Steve_Omohundro 8 Sep 2024 16:33 UTC
8 points
1
People seem to be getting the implication we intended backwards. We’re certainly not saying “For any random safety property you might want, you can use formal methods to magically find the rules and guarantee them!” What we are saying is “If you have a system which actually guarantees a safety property, then there is formal proof of that and there are many many benefits to making that explicit, if it is practical.” We’re not proposing any new physics, any new mathematics, or even any new AI capabilities other than further development of current capabilities in theorem proving, verified software synthesis, and autoformalization.
Humanity is in a crisis right now! Even without AI we have disasters like the $5 billion CrowdStrike flaw a few weeks ago, many many cyberattacks disabling critical systems, Boeing airplanes falling apart in the sky, etc. As open source AI cyberattack models advance, every one of today’s flaws and security holes are likely to be exploited by a wide variety of malicious actors. We have clear descriptions of desired safety properties for many of today’s issues and we have design rules which have been developed to mitgate the problems. But today’s software development and engineering practices aren’t leading to the safety we need! Software engineers wing it and introduce flaws in their systems and security holes are left unfixed for decades. Boeing outsources the manufacture of jet components to underpaid and unsupervised third parties.
By creating explicit formal representations of these rules, and formal “digital twins” of our systems, we can obtain guarantees that they are being followed. Our papers and my talks describe many techniques for doing this. But we are just scratching the surface. We need many many more people thinking about how to achieve actual safety in the face of today’s and tomorrow’s AIs.
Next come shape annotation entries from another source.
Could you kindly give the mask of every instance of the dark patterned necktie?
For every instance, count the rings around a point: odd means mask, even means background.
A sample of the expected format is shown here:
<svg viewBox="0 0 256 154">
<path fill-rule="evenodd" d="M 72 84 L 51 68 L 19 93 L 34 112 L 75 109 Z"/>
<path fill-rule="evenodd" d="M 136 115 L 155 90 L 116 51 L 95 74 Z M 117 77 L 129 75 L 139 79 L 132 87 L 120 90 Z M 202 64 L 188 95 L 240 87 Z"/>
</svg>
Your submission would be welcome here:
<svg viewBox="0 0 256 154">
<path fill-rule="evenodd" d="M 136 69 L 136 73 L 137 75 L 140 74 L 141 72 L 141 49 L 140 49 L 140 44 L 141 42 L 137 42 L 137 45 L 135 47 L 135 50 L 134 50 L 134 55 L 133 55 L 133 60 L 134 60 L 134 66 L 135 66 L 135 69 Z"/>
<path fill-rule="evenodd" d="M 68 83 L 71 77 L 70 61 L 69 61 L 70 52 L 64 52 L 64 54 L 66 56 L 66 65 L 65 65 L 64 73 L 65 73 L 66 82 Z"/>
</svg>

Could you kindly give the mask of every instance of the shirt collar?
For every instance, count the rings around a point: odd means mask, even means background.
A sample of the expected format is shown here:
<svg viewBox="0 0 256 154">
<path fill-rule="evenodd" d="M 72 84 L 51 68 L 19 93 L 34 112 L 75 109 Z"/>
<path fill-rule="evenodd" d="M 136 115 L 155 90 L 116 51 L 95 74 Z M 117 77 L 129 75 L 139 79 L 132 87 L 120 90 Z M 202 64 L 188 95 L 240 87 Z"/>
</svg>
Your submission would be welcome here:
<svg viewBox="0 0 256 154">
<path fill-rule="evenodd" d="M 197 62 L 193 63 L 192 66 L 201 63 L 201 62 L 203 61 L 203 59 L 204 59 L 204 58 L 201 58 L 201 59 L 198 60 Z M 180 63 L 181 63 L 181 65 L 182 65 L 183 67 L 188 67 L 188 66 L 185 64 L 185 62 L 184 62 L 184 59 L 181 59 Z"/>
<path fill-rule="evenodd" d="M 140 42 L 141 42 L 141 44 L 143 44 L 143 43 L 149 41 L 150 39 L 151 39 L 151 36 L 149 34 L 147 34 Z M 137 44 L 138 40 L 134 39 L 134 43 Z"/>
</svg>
I’m a little bit shocked at the low level of curiosity and creativity I’m seeing in these discussions. I have not seen any other proposals for actually dealing with the actual problems that real AI systems are likely to cause in the next few years. Attempts at alignment, red teaming, etc. are all very interesting and valuable but do nothing to address the hundreds of millions of open source AIs which are almost as powerful as the frontier closed models and which are easily fine tuned for cyberattack and other harmful actions.
The general approach we have outlined is not optional! Godel’s completeness theorem tells us that there is a formal proof of any safety property which actually holds for a system. For complex systems, they are very unlikely to be accidentally safe. So designing and building them with explicit formal models will be necessary. If humans don’t do it, then powerful AIs certainly will. But, in that case, we may have very little input into exactly what properties will be guaranteed.
Our proposal is not simple! But it doesn’t rely on any exotic new ideas. It does require creativity and dedication to actually work to ensure that humanity survives the next decade. There would be tremendous benefit in simply precisely encoding today’s safety criteria and in creating systems that guarantee that those criteria are followed. With some future creativity we can go further and use these techniques to develop much more accurate safety criteria and better designs. I would have expected huge interest and forward movement on this. I’m sad to not see much of that so far.